# I'm flabbergasted... my gast has never been so flabbered



## Luiglin (May 17, 2016)

Can't resist this as it's the first thing I've ever had truly published but I’ve recently won a writing competition for the Judge Dredd Megazine. I only spotted the entry late on but an idea immediately came to mind and it sort of wrote itself.

Apartment 1027c is being published in the megazine tomorrow, issue 372.

I'm like the proverbial pig in a sty full of fresh muck 

Mods if this bit of blatant crowing doesn't belong here please move it to a more ideal spot. I did think the lounge but I tend to spend all of my time in these hallowed virtual walls.


----------



## Jo Zebedee (May 17, 2016)

Huge whoo hoos!


----------



## ratsy (May 17, 2016)

Congrats Luiglin! Will there be a link?


----------



## Luiglin (May 17, 2016)

ratsy said:


> Congrats Luiglin! Will there be a link?



It's only in paid for print or download copy. I believe that I can't publish it separately. I've got to try and hunt down a copy for myself tomorrow lol.

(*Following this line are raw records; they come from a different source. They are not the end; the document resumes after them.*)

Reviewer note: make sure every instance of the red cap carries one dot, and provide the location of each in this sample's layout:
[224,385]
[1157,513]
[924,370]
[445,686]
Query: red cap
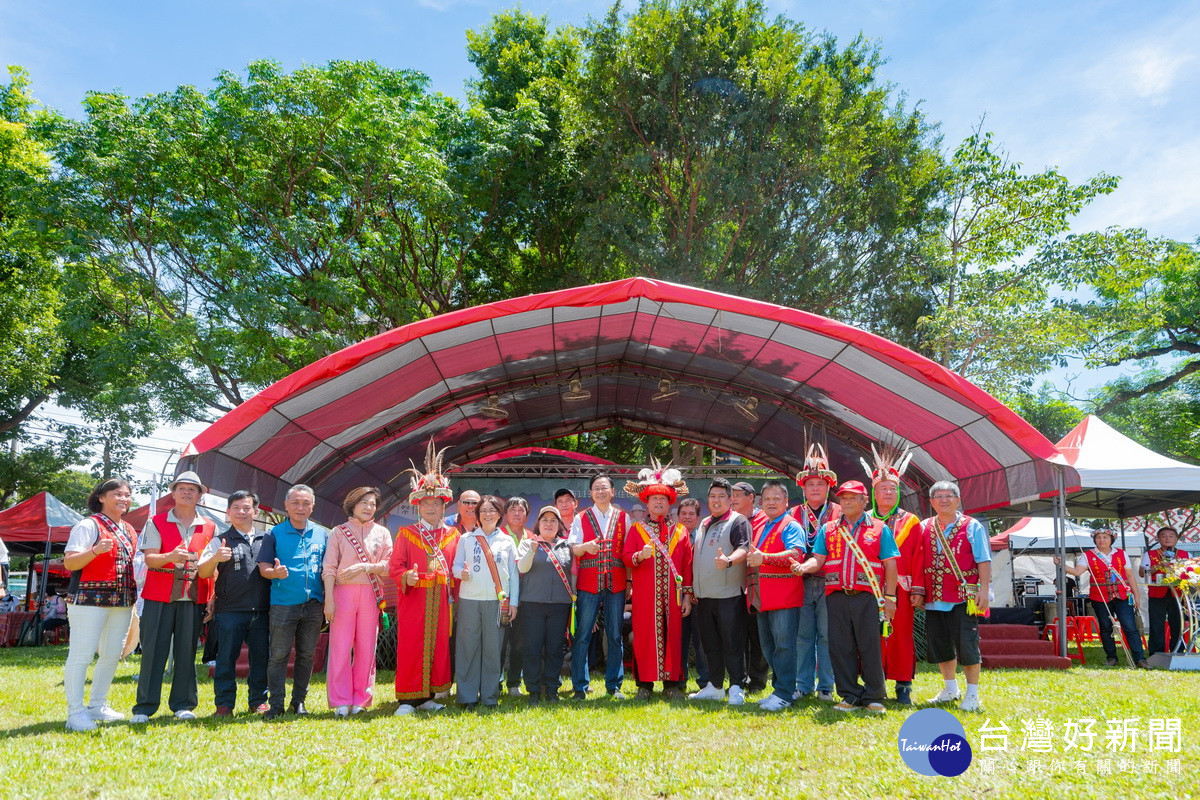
[852,487]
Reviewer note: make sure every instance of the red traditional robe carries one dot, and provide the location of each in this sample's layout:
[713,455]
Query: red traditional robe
[899,651]
[423,612]
[658,607]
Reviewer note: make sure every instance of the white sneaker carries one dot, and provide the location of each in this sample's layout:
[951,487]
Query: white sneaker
[971,704]
[773,703]
[708,693]
[81,721]
[105,714]
[945,696]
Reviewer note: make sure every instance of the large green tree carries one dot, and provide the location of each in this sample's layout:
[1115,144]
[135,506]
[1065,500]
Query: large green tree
[733,151]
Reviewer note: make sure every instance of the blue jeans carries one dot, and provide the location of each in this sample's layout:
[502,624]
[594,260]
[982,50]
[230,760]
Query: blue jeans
[233,629]
[777,635]
[587,605]
[813,639]
[1123,611]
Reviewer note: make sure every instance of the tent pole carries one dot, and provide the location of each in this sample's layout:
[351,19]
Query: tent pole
[1060,545]
[41,587]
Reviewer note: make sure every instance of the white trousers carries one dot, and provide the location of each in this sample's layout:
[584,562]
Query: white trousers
[94,629]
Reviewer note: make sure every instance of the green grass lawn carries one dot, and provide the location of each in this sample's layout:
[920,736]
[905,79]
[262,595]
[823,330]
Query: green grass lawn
[598,749]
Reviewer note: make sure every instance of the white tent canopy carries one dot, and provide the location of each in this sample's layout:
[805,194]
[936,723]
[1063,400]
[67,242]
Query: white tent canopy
[1117,476]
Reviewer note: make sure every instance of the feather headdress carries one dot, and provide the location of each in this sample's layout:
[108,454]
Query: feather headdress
[658,479]
[431,482]
[816,464]
[891,462]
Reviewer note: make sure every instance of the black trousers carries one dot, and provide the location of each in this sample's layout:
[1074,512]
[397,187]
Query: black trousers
[165,625]
[300,626]
[543,632]
[1162,611]
[855,648]
[723,632]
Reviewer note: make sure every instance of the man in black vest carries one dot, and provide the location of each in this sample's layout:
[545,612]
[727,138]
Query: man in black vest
[241,612]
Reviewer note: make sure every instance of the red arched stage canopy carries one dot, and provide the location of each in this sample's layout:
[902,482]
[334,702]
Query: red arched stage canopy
[744,377]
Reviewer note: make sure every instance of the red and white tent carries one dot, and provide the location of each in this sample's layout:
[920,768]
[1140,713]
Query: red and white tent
[741,376]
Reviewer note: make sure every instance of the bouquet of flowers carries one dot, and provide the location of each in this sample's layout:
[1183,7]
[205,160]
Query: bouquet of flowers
[1182,573]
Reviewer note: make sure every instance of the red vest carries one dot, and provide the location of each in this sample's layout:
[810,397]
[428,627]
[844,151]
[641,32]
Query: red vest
[161,582]
[102,569]
[841,567]
[937,575]
[605,570]
[772,587]
[1107,585]
[1157,563]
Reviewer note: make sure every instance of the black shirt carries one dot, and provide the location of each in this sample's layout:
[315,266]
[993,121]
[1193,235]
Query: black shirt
[240,587]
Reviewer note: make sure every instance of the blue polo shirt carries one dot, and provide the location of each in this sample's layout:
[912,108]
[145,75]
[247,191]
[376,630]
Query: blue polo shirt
[301,552]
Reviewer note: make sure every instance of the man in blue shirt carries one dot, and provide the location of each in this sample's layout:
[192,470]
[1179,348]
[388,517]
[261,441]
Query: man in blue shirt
[291,557]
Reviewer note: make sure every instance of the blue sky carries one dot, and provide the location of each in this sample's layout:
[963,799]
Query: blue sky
[1087,86]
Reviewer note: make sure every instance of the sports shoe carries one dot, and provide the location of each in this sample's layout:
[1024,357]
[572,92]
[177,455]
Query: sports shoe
[105,714]
[708,693]
[81,721]
[945,696]
[773,703]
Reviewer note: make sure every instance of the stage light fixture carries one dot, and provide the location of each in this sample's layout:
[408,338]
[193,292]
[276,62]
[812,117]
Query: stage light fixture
[493,410]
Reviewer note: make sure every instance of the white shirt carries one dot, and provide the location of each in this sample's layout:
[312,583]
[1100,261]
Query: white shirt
[576,535]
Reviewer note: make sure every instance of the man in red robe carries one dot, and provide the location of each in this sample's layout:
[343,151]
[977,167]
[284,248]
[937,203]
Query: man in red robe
[899,649]
[659,554]
[420,566]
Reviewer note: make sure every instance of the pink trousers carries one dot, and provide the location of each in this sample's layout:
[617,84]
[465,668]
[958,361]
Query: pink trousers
[349,679]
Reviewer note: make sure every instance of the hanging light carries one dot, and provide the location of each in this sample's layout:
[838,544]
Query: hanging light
[745,407]
[493,410]
[575,391]
[666,391]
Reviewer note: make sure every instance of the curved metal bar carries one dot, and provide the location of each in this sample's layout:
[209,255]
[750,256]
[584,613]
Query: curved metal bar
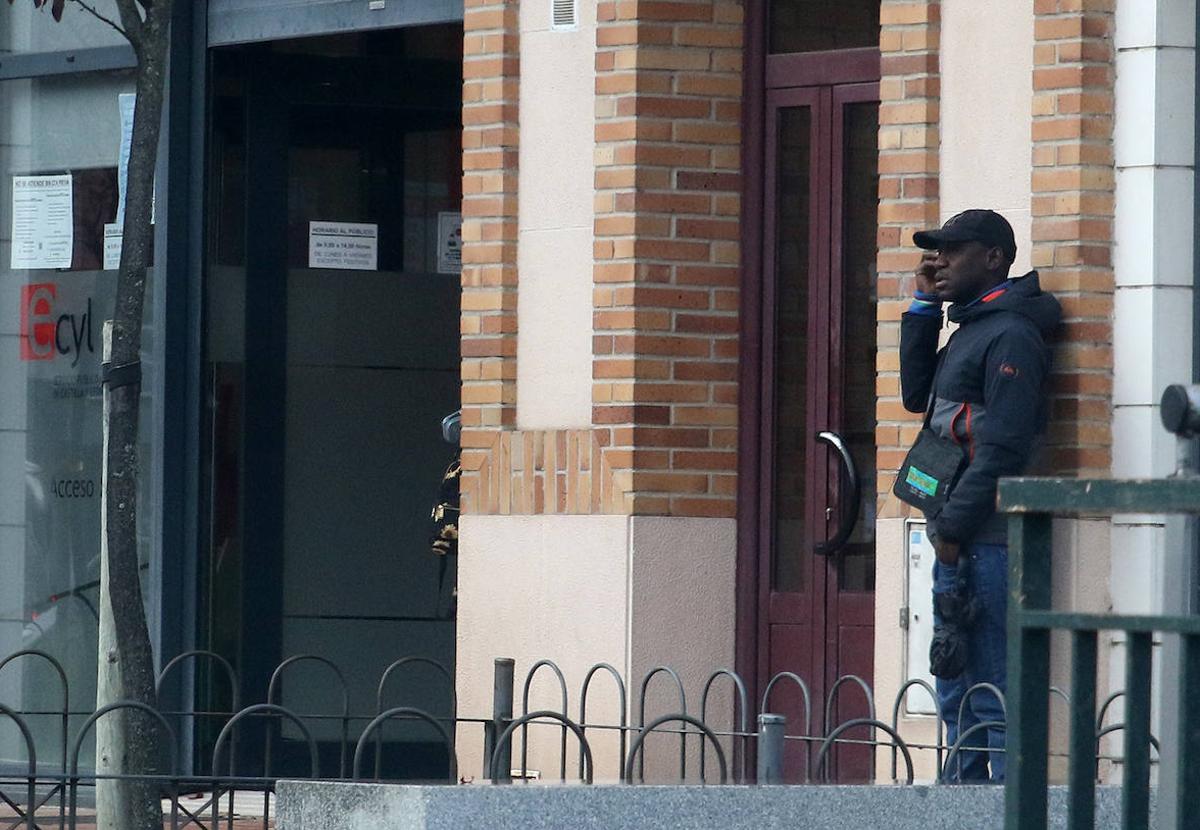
[838,684]
[641,717]
[231,674]
[525,710]
[413,660]
[31,751]
[849,517]
[65,723]
[255,710]
[1104,708]
[383,681]
[507,735]
[1119,727]
[808,713]
[743,722]
[267,762]
[958,745]
[897,740]
[624,709]
[670,719]
[395,713]
[937,713]
[125,704]
[833,697]
[277,674]
[87,726]
[985,687]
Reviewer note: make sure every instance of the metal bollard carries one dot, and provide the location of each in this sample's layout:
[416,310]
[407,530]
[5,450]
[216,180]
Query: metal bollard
[502,716]
[772,729]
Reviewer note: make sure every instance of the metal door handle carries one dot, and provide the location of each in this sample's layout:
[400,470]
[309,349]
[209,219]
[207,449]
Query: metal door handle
[849,517]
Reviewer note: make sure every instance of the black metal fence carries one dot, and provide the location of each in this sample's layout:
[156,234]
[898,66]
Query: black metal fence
[51,795]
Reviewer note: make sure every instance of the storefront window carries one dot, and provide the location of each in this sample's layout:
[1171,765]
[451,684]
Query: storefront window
[60,143]
[24,28]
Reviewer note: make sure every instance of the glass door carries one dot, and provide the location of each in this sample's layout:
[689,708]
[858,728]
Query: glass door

Edit: here's the Forbidden Planet review listing what's in it The Big Meg Preview - Megazine 372 - Forbidden Planet Blog


----------



## Phyrebrat (May 17, 2016)

Excellent, *Luiglin*! Congratulations, great news.

And, *ratsy*... your avatar confuses me with *Luiglin*'s even before this thread. Therefore, you will have to change the artwork for _Through The Wormhole_  

pH


----------



## ratsy (May 17, 2016)

K deal. I will hire a new artist post-haste! @Phyrebrat perhaps babadooks in space


----------



## crystal haven (May 17, 2016)

Congratulations, Luiglin! Well done!


----------



## Kerrybuchanan (May 17, 2016)

Great news, Luiglin!


----------



## Ray McCarthy (May 18, 2016)

@Luiglin 
May you enjoy your Ghast being well and truly Flabbered!


----------



## Juliana (May 18, 2016)

Great news Luiglin! Congratulations!!


----------



## Droflet (May 18, 2016)

Onya, you big Lug.


----------



## TheDustyZebra (May 18, 2016)

I've shuttled this over to Press Releases, which seems a better spot for it. Press releases are nice things to have, too! 

Congratulations, Luiglin! Nicely done!


----------



## Luiglin (May 18, 2016)

Cheers folks.


----------



## millymollymo (May 18, 2016)

Nice one, well done you.


----------



## Dan Jones (May 18, 2016)

Fabulous news, really well done !


----------



## aThenian (May 18, 2016)

Brilliant!  Well done.


----------



## Luiglin (May 18, 2016)

[GALLERY=media, 1821]And here it is by Luiglin posted May 18, 2016 at 10:22 AM[/GALLERY]


----------



## Vaz (May 18, 2016)

Great news, congratulations!


----------



## The Bluestocking (May 18, 2016)

Congratulations, Luiglin!


----------



## Boneman (May 18, 2016)

The first of many, hopefully!! Well done.


----------